Experiente ator de cinema (Terra estrangeira) Fernando Alves Pinto representa Peninha, companheiro de cela de Miguel (Caco Ciocler) na Ilha Grande. A relação de cumplicidade entre os dois personagens retrata a intimidade na penitenciária.



Como foi sua participação no "Quase Dois Irmãos"?

Esse filme foi extremamente importante para mim. Eu cresci numa família que tinha muitas histórias envolvendo a questão abordada no filme. Meu tio foi preso, muitos amigos da família envolvidos. Cresci com o Brasil 'ame-o ou deixe- o'. Para mim, mesmo sem entender exatamente o porquê, era óbvio o quanto estava sendo terrível. Nesse sentido, poder re-construir um pouco dessa história num filme, tem um significado importante não só para mim, mas acho que para toda a minha geração, que não viveu isso diretamente.

A equipe foi muito acolhedora, e a Lúcia Murat me deixou à vontade para participar do processo de criação. Todo mundo era parceiro. Passou rápido demais, de repente acabou. O set de filmagem foi extremamente prazeroso, eu conhecia pouco as pessoas mas passei a gostar muito de todo mundo. O filme foi muito bom de fazer, dá vontade de fazer de novo.

A primeira vez em que a gente leu o roteiro achei interessante de cara. O texto é muito bem escrito, bem construído. Mas, ao mesmo tempo, a liberdade que os atores tiveram de criar em cima de alguns diálogos contribuiu muito. Na realidade, acho que o roteiro e a maquiagem são pistas, pedacinhos onde você cria o seu boneco: o ser vivo

Fale um pouco do seu personagem: o Peninha.

O aspecto mais marcante que vi em Peninha foi sua irresponsável leveza. Enxerguei isso como uma certa irresponsabilidade que era fundamental pra ele não entrar naquela violência toda. Ele foi torturado, tem uma cicatriz na cabeça, mas continuava capaz de rir. Não é que fosse otimista, mas acho que não tinha como ficar pior do que ele estava. O Peninha quase morreu varias vezes, na verdade, era ameaçado de morrer diariamente. O interessante do personagem é que, apesar da pressão, ele arrisca, é irresponsável: põe a própria namorada em risco para ajudar o amigo. Ele se diverte diante do caos. Eu pude enxergar, nessas pequenas pistas que me foram dadas, que Peninha não tinha medo, porque já estava na pior.

Qual a importância de se filmar essa fatia da nossa história?

Colocar essas situações todas dos livros que lemos e de todas as sacanagens absurdas que aconteceram na história do Brasil é fundamental.
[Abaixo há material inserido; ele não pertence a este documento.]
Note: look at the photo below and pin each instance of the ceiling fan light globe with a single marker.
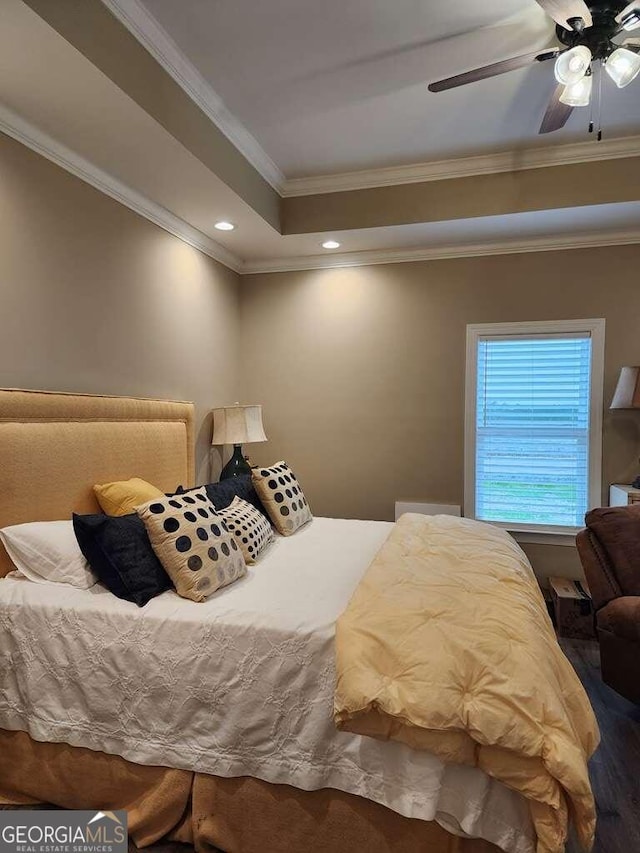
(573, 64)
(623, 66)
(578, 94)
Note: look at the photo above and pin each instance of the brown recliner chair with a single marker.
(609, 549)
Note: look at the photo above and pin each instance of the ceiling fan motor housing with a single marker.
(598, 37)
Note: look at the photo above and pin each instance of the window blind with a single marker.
(532, 429)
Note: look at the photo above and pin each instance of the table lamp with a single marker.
(627, 396)
(237, 425)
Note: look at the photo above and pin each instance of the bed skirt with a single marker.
(241, 815)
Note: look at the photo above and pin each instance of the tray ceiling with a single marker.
(341, 86)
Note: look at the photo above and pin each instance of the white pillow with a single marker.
(48, 552)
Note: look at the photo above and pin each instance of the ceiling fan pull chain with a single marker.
(600, 70)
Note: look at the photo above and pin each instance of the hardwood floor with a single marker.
(615, 768)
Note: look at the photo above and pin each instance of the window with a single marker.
(534, 424)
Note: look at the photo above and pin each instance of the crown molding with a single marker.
(144, 27)
(483, 164)
(437, 253)
(20, 129)
(23, 131)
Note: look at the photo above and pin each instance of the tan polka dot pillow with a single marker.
(249, 528)
(282, 497)
(193, 544)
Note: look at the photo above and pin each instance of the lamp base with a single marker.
(236, 466)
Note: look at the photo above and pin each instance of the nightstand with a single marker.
(620, 495)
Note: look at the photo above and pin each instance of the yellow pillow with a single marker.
(124, 496)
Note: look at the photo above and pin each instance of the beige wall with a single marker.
(96, 299)
(361, 370)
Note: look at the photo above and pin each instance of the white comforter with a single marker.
(240, 685)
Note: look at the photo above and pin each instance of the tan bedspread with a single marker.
(447, 646)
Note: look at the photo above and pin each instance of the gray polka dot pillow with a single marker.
(193, 543)
(249, 528)
(284, 500)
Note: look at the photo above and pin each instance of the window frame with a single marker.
(541, 533)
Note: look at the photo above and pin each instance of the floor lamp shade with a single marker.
(237, 425)
(627, 395)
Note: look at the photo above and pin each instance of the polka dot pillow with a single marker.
(250, 529)
(282, 497)
(193, 543)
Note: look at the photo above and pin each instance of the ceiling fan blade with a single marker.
(557, 113)
(492, 70)
(563, 10)
(632, 7)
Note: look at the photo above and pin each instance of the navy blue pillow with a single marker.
(222, 494)
(119, 552)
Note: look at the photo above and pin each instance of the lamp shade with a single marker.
(573, 64)
(623, 66)
(627, 394)
(237, 425)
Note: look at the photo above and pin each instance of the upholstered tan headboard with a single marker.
(55, 447)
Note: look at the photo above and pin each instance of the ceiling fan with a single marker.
(586, 31)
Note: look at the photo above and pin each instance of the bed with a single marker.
(210, 723)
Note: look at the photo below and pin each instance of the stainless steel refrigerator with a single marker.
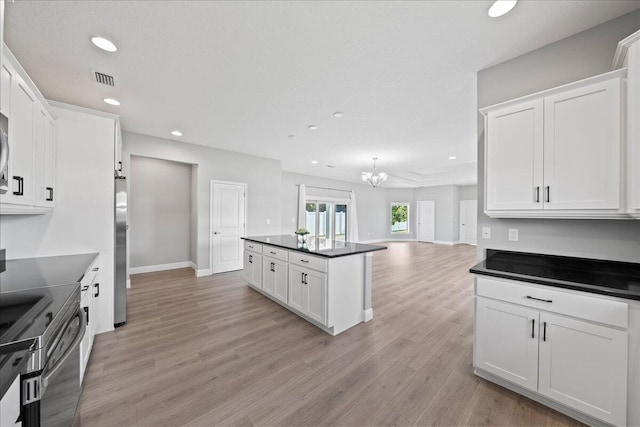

O filme mostra que as injustiças sociais não dizem respeito exclusivamente à década de 70, se mantém recorrentes e agora são tão graves quanto antes. Acho que filmar esse pedaço da nossa história serve para a gente enxergar melhor nosso país e não se assustar com o que está aí hoje pelas ruas do Brasil.

Como você percebe os sentimentos de ideal e luta dessa geração que antecede a sua?

Acho que essa foi a geração do idealismo. Foi uma geração cheia de tentativas românticas e fantasiosas, mas que não conseguiram montar quase nada de concreto. Hoje, acho que a informação e o pensar estão desacreditados. O importante dessa geração foi exatamente os ideais, as reflexões. Eles pensaram o mundo através de um ideal e acreditavam profundamente nisso.

Esse é um filme de idéias importantes. É um trabalho de equipe, de soma. Como uma orquestra ensaiada. E eu, a todo o momento nas filmagens, estava por inteiro. Na verdade, acho que todos têm que estar por completo. É o que chamo de esquizofrenia profissional, a gente vive só aquilo ali.